El exministro de Transportes y exsecretario de Organización del PSOE vuelve a estar en el ojo del huracán con el nuevo ‘scoop’ lanzado por el diario ‘The Objective‘ y con la habitual precisión de cirujana de Teresa Gómez, que penetra como un bisturí por todo el organismo corrupto que emana de Ferraz y de Moncloa.
En esta ocasión, el medio consiguió un testimonio sumamente clarificador.
En una nueva exclusiva que sacude el ‘caso Koldo’ y el cerco judicial sobre el exministro José Luis Ábalos, su amiga personal Anaís D. G. —la misma mujer que intentó ocultar un disco duro en su pantalón durante el registro de la UCO en la vivienda valenciana del exdirigente socialista— reveló detalles explosivos sobre sus hábitos financieros.
Anaís desmontó la imagen de precariedad económica que Ábalos proyectó públicamente durante meses, asegurando que «no llegaba a fin de mes»:
Aclaró de dónde sacaba el exministro el dinero que manejaba a espuertas:
En la mochila marrón de piel que llevaba siempre en el Tribunal Supremo y en el Congreso y en todos sitios, en una carterita del chino con cremallera rosa.

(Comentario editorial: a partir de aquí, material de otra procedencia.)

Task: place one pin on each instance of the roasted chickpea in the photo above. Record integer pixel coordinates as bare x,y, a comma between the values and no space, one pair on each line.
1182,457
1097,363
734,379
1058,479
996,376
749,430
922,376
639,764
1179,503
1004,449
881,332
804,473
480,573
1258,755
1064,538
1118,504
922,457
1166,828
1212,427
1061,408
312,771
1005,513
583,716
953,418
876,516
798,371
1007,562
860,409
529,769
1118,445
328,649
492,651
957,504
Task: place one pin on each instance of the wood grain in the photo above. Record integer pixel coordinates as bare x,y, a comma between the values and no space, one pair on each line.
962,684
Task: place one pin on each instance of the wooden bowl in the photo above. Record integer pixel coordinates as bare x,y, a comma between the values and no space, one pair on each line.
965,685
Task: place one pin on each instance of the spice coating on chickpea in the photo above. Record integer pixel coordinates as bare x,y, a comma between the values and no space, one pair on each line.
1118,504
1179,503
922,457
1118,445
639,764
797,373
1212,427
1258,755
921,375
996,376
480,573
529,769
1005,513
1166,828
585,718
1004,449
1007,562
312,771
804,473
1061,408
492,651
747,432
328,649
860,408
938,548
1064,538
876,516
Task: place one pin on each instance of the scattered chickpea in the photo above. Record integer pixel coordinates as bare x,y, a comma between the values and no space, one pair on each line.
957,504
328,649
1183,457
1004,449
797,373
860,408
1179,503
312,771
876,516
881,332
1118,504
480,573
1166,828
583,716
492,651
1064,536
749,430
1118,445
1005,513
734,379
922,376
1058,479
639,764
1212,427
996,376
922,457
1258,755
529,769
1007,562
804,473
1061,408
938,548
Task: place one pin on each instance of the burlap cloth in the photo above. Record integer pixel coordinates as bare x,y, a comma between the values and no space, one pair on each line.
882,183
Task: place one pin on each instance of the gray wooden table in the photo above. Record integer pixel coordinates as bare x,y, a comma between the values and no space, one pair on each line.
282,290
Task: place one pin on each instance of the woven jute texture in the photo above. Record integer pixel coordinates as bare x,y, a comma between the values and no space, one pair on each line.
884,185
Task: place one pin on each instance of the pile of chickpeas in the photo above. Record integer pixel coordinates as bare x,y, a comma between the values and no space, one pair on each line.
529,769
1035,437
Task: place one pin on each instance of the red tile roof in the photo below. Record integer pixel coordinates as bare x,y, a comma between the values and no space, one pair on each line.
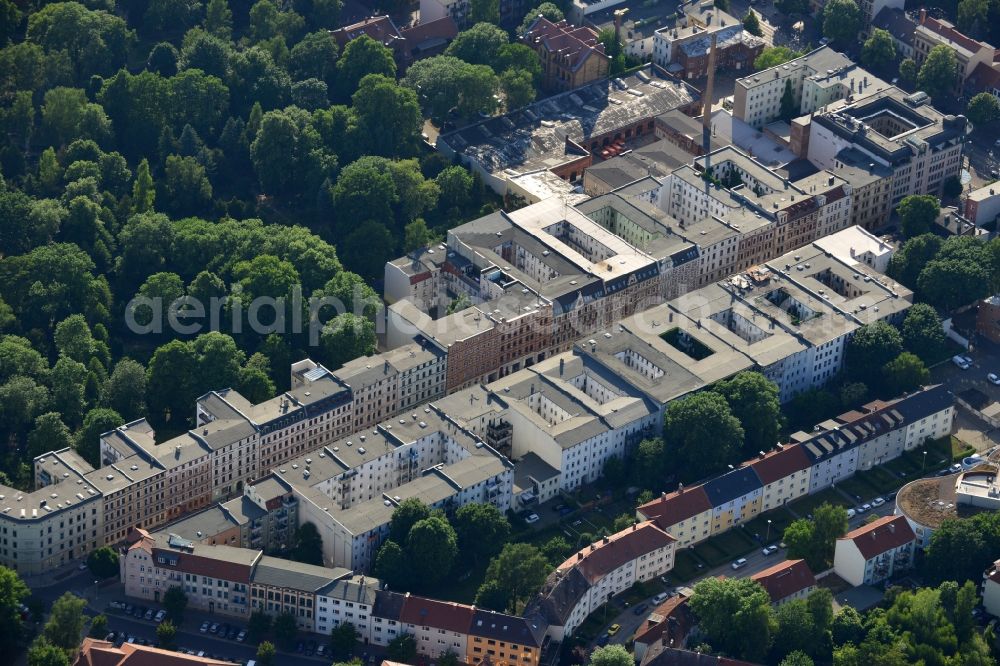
672,619
447,615
103,653
785,579
601,558
571,42
881,536
442,28
948,31
677,506
993,573
779,464
985,76
379,28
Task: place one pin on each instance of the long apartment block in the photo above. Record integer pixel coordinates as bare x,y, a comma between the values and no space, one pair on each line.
886,143
835,450
544,276
590,577
235,582
349,488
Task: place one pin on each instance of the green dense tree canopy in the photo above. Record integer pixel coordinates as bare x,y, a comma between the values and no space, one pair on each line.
431,548
703,417
753,400
841,21
937,75
983,109
917,213
64,628
773,56
13,592
879,50
734,615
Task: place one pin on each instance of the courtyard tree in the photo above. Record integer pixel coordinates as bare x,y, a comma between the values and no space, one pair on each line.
917,213
937,75
841,21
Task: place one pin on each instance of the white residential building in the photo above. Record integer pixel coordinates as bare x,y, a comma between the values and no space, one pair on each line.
592,576
875,552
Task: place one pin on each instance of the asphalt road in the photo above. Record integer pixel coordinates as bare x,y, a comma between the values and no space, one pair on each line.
756,562
188,636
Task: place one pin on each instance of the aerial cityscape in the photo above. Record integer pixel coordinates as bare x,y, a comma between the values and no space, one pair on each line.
499,333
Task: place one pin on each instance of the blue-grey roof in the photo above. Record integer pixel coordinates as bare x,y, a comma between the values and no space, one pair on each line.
731,485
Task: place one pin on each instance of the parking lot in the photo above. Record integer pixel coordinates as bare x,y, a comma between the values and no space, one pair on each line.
197,634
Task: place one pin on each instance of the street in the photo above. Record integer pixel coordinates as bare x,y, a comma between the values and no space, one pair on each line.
756,562
99,597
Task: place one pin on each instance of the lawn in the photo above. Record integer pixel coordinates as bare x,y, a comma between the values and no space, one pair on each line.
960,449
858,487
905,465
711,553
725,547
593,626
685,566
808,504
463,586
883,480
780,519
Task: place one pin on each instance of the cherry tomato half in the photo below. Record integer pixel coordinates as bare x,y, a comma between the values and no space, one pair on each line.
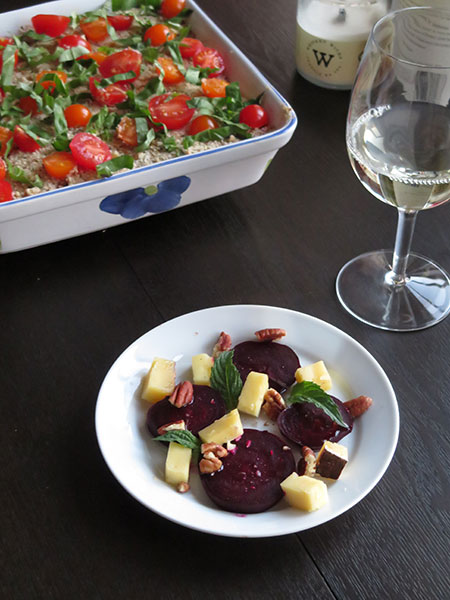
53,25
59,164
24,141
172,8
89,150
5,191
173,112
172,74
95,31
77,115
110,95
189,47
73,41
122,62
121,22
28,105
158,34
208,58
5,136
126,131
254,116
214,87
202,123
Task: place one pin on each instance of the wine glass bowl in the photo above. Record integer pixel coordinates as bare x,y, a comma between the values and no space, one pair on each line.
398,140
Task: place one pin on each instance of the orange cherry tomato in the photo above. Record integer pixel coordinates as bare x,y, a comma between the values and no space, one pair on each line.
95,31
5,191
122,62
158,34
59,164
126,131
171,72
24,141
28,105
202,123
121,22
50,85
172,8
77,115
53,25
5,136
214,87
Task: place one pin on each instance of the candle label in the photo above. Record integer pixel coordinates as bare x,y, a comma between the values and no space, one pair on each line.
331,62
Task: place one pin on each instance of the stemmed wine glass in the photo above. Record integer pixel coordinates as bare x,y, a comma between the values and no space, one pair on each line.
398,139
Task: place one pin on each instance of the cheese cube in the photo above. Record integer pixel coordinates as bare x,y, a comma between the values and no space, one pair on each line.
201,368
252,394
178,462
331,459
223,430
304,492
317,372
159,381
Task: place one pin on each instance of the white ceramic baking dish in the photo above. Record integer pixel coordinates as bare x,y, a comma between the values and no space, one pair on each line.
75,210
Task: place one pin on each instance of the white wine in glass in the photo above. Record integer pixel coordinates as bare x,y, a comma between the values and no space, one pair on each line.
398,139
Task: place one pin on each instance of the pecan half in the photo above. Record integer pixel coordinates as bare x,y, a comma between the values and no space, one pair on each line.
222,345
174,425
273,404
307,463
270,335
182,395
183,487
358,406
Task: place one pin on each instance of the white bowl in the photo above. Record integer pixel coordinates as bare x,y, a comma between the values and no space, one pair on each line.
75,210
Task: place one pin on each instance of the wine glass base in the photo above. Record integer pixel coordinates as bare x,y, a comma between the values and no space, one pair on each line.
364,289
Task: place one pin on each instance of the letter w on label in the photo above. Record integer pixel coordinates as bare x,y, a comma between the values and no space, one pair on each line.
322,57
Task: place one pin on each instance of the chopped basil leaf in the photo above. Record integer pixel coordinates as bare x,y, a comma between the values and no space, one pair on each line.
115,164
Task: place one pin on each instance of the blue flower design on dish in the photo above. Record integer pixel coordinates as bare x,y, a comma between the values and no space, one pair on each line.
152,199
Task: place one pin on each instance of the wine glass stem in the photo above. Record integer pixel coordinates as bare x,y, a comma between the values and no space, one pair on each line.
403,239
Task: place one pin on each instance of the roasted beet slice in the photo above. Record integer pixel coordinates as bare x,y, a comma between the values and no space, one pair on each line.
308,425
249,480
206,407
277,360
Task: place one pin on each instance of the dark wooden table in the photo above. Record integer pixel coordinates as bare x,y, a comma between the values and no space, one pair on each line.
68,529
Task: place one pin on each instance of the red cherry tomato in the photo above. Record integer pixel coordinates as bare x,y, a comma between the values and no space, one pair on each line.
5,191
23,141
28,105
122,62
189,47
254,116
172,74
173,112
208,58
95,31
172,8
110,95
89,151
77,115
53,25
202,123
121,22
73,41
2,169
158,34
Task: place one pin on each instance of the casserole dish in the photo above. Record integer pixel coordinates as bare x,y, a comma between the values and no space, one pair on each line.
74,210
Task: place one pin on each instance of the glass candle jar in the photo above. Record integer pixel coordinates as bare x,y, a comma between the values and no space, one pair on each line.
331,35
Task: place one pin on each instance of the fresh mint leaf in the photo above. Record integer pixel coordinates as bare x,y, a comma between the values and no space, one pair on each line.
308,391
225,378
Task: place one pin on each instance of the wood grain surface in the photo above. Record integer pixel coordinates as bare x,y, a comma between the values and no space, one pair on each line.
68,529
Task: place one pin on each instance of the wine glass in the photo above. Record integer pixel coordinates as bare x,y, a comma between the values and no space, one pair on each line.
398,139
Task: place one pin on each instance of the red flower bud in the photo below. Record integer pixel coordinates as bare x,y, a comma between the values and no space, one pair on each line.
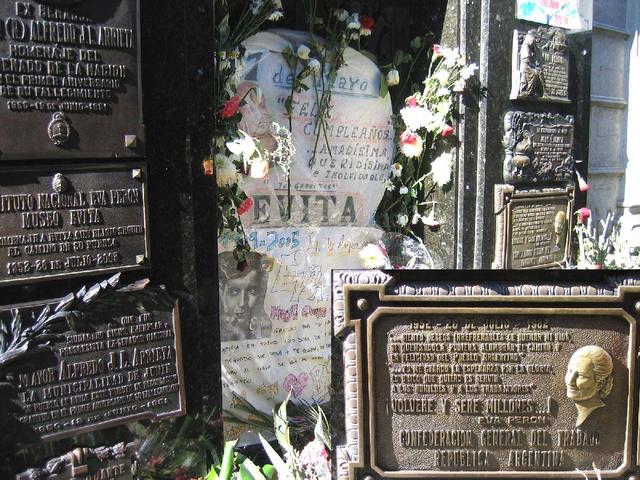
245,206
447,131
230,108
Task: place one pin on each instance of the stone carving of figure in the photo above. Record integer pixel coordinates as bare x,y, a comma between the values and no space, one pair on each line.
531,80
589,380
242,293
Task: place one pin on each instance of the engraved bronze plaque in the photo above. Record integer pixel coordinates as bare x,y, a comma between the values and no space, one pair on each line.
102,463
538,148
532,227
63,221
540,65
438,385
70,79
120,361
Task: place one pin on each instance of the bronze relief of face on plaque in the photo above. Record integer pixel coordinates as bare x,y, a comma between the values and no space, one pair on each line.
589,380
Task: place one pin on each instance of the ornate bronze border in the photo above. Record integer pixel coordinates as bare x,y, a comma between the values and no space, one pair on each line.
505,197
386,286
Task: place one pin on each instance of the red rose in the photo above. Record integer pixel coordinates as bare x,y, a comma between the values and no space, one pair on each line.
367,22
207,167
230,108
447,131
245,206
583,214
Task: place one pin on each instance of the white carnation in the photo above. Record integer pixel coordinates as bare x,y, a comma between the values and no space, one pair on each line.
226,171
303,52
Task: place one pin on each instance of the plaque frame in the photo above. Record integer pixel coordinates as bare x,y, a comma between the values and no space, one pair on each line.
360,297
80,168
516,67
177,339
120,148
505,198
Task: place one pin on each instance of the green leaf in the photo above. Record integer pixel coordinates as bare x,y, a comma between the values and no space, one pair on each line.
212,475
288,106
417,43
281,426
223,29
227,461
278,463
321,430
249,471
384,88
269,471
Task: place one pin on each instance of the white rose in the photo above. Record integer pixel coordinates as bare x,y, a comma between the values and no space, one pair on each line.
393,77
303,52
226,171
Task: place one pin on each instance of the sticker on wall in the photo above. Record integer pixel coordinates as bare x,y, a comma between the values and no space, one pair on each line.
569,14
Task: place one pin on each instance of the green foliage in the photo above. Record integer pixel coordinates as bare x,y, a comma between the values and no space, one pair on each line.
602,246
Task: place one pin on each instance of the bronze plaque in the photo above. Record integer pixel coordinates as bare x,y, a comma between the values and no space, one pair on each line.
538,148
108,463
120,362
70,79
532,227
445,387
63,221
540,65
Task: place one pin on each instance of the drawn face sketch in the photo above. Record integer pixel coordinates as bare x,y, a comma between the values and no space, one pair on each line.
241,297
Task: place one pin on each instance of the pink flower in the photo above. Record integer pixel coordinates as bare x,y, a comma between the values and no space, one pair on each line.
583,214
410,144
447,131
207,167
582,184
230,108
314,457
245,206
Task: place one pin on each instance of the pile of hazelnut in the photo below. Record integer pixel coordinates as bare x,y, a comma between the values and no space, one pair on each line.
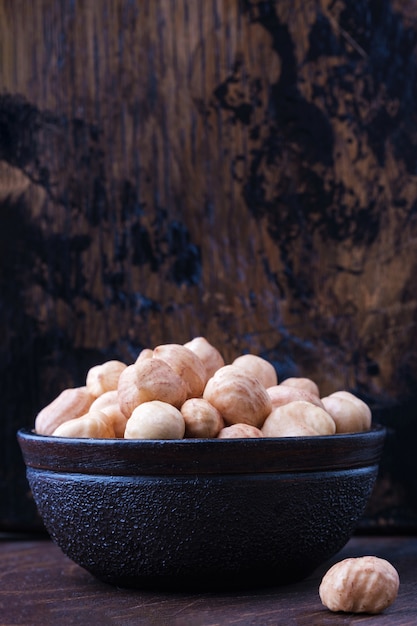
177,391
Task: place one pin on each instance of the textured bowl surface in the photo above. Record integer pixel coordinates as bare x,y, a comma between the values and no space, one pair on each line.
202,514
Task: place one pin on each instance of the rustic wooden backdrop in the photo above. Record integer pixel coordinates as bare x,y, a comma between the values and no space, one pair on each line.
241,169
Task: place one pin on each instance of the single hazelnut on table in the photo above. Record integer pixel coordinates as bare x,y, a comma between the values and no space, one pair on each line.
366,584
238,396
155,420
202,419
257,366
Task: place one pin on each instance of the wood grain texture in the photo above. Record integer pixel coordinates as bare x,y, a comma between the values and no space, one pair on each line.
243,170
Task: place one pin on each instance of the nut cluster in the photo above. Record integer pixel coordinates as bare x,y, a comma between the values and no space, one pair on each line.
187,390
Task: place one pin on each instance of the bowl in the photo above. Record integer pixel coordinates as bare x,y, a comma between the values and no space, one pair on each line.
200,513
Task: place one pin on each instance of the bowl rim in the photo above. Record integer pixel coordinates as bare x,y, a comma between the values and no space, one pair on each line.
195,457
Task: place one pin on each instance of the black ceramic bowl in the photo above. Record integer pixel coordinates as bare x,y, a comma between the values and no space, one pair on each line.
202,513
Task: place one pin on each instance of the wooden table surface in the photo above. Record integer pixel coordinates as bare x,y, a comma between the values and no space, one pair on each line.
39,585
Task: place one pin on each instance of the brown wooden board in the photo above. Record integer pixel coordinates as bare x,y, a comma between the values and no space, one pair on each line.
243,170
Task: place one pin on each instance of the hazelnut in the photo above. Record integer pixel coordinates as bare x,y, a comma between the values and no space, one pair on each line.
240,431
366,584
108,405
104,377
208,354
349,416
298,419
282,394
186,364
70,403
149,379
92,425
302,383
202,419
239,397
257,366
155,420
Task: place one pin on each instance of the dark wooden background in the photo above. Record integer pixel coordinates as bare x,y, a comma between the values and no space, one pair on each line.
245,170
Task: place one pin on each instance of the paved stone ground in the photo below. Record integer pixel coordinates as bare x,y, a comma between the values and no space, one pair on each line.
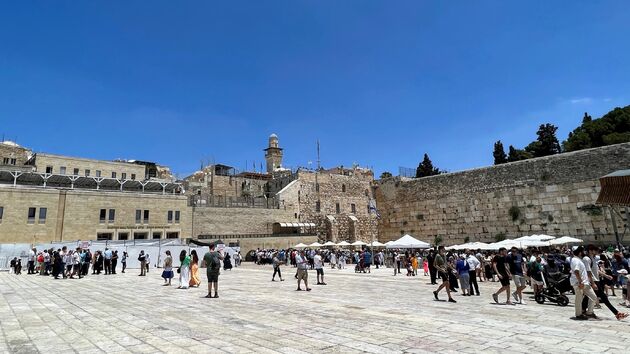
354,313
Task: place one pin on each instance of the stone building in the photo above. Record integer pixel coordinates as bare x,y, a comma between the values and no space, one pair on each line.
336,201
12,154
554,195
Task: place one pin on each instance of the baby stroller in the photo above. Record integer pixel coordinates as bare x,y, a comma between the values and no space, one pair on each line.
555,285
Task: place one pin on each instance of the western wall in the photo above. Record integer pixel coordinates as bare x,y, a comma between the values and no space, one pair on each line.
554,195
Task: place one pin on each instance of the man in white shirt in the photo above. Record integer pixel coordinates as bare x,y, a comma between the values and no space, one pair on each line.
319,268
474,265
582,286
302,263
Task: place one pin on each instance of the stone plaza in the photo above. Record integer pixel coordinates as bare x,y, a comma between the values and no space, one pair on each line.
376,313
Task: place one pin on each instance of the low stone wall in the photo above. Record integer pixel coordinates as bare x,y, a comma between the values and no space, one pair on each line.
554,195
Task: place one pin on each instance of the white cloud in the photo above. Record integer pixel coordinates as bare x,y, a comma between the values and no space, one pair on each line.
581,100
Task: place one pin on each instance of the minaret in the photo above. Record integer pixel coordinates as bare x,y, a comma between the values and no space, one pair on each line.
273,154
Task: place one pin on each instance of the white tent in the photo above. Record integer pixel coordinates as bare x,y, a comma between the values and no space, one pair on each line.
408,241
564,240
535,238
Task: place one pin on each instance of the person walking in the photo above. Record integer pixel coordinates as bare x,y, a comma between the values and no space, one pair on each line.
143,267
518,269
582,285
124,261
474,266
442,268
302,274
276,267
184,270
167,273
195,280
502,271
212,260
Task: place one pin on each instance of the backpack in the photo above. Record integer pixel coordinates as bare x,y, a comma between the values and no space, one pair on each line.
214,261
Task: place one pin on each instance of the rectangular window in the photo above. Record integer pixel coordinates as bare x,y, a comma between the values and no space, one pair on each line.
139,235
42,215
31,215
102,236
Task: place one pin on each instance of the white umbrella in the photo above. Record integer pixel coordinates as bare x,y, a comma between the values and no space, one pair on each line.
408,241
565,239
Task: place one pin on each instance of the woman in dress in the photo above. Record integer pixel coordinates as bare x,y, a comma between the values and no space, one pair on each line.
167,274
194,269
184,270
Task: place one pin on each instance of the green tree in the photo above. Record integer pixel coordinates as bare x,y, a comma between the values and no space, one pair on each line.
425,168
386,175
612,128
499,153
547,142
515,154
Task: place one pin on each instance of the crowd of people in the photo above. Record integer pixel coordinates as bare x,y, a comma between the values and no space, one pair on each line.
594,274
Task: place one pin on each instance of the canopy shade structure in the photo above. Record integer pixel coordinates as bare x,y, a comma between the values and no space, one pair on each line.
535,238
469,245
408,241
564,240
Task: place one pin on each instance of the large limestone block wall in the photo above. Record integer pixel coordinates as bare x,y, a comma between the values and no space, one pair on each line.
229,221
554,195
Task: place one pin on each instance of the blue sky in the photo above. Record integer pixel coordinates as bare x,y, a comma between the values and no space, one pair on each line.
379,83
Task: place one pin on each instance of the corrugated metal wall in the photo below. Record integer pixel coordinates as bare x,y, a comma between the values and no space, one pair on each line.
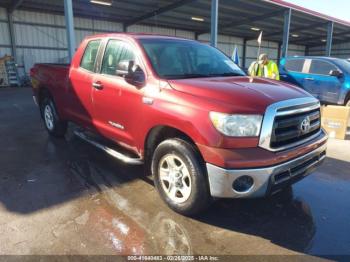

Ahí llevaba dentro ese dinero.
Y ofreció detalles más que jugosos:
Sacaba los billetes de ahí. Yo no sé cuánto dinero llevaba dentro, pero tenía billetes de 200 euros que sacaba, de 50 o de 100. Siempre tenía bastante dinero en efectivo, tenía bastante. Y las reformas que hizo en su bajo, las pagó con el efectivo a los obreros que hicieron las reformas.
Anaís introdujo un elemento que también supuso toda una revelación, el del pago en metálico de las obras posteriores:
Cuando fue la UCO, el garaje estaba con cajas y con un sofá y con todo y no estaban unas estanterías que ha puesto nuevas. Ahora ha reformado el bajo y está completamente diferente y lo pagó con ese dinero en efectivo.